To accomplish a particular manipulation task, a robot needs a detailed description of how to execute it. However, it is not possible to specify all potential tasks of a manipulation robot beforehand. For example, robotic assistants operating in industrial contexts are frequently faced with changes in the production process. As a consequence, novel manipulation skills become relevant on a regular basis. For this reason, there is a need for solutions that enable normal users to quickly and intuitively teach new manipulation skills to a robot.

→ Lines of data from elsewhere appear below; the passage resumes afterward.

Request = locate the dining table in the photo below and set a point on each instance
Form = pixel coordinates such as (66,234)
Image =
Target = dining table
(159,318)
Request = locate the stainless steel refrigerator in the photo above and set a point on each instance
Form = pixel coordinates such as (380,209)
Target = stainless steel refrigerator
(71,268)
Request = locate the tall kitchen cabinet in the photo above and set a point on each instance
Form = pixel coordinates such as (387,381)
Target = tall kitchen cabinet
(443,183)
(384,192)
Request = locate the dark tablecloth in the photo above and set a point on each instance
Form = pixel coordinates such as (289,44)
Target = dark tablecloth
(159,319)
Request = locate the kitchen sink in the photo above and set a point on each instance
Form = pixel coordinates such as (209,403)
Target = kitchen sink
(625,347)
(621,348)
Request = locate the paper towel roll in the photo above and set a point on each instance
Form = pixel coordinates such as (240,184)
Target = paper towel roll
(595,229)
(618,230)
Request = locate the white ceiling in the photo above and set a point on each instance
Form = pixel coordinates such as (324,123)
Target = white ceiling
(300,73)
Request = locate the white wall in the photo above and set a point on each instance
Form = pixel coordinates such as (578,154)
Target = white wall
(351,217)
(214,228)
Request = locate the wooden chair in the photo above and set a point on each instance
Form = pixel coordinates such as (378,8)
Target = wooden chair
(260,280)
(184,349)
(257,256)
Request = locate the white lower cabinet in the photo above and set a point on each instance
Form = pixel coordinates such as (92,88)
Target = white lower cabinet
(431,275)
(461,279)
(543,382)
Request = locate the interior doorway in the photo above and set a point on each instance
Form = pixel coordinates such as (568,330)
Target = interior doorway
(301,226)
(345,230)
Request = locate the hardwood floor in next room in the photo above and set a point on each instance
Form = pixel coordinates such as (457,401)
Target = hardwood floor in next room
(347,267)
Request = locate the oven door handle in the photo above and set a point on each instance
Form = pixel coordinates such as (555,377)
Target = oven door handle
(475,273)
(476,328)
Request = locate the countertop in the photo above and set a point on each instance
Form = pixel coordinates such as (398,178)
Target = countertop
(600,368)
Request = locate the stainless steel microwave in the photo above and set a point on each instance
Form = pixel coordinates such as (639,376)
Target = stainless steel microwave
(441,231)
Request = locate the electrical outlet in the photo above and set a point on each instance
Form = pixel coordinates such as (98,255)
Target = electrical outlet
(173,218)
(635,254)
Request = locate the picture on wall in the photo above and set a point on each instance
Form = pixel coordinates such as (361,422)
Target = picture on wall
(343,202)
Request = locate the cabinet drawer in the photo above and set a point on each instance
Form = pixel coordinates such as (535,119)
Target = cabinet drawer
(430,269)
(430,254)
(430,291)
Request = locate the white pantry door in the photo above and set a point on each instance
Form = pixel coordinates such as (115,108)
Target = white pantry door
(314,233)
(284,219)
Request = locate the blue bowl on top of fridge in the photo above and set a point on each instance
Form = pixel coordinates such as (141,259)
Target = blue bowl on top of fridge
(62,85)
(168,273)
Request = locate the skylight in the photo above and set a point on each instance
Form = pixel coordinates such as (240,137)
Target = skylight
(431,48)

More concretely, we consider the problem of learning generalized descriptions of object manipulation tasks from human demonstrations. We employ dynamic Bayesian networks (DBN) as a compact representation where special nodes encode geometrical constraints between the relevant objects in the scene and the hand of the demonstrator. This formulation allows the robot to learn generalized task descriptions from multiple demonstrations so that it can reproduce them also under changed conditions. Furthermore, novel constraints can easily be added during the reproduction of a task. This is, for example, relevant to allow a robot to deal with obstacles. To reproduce a task, the robot searches for the action sequence that maximizes the data likelihood in the DBN. In experiments carried out in simulation as well as on a real manipulation robot, we show that our approach enables robots to efficiently learn novel manipulation skills from human demonstrations and to robustly reproduce them in different situations.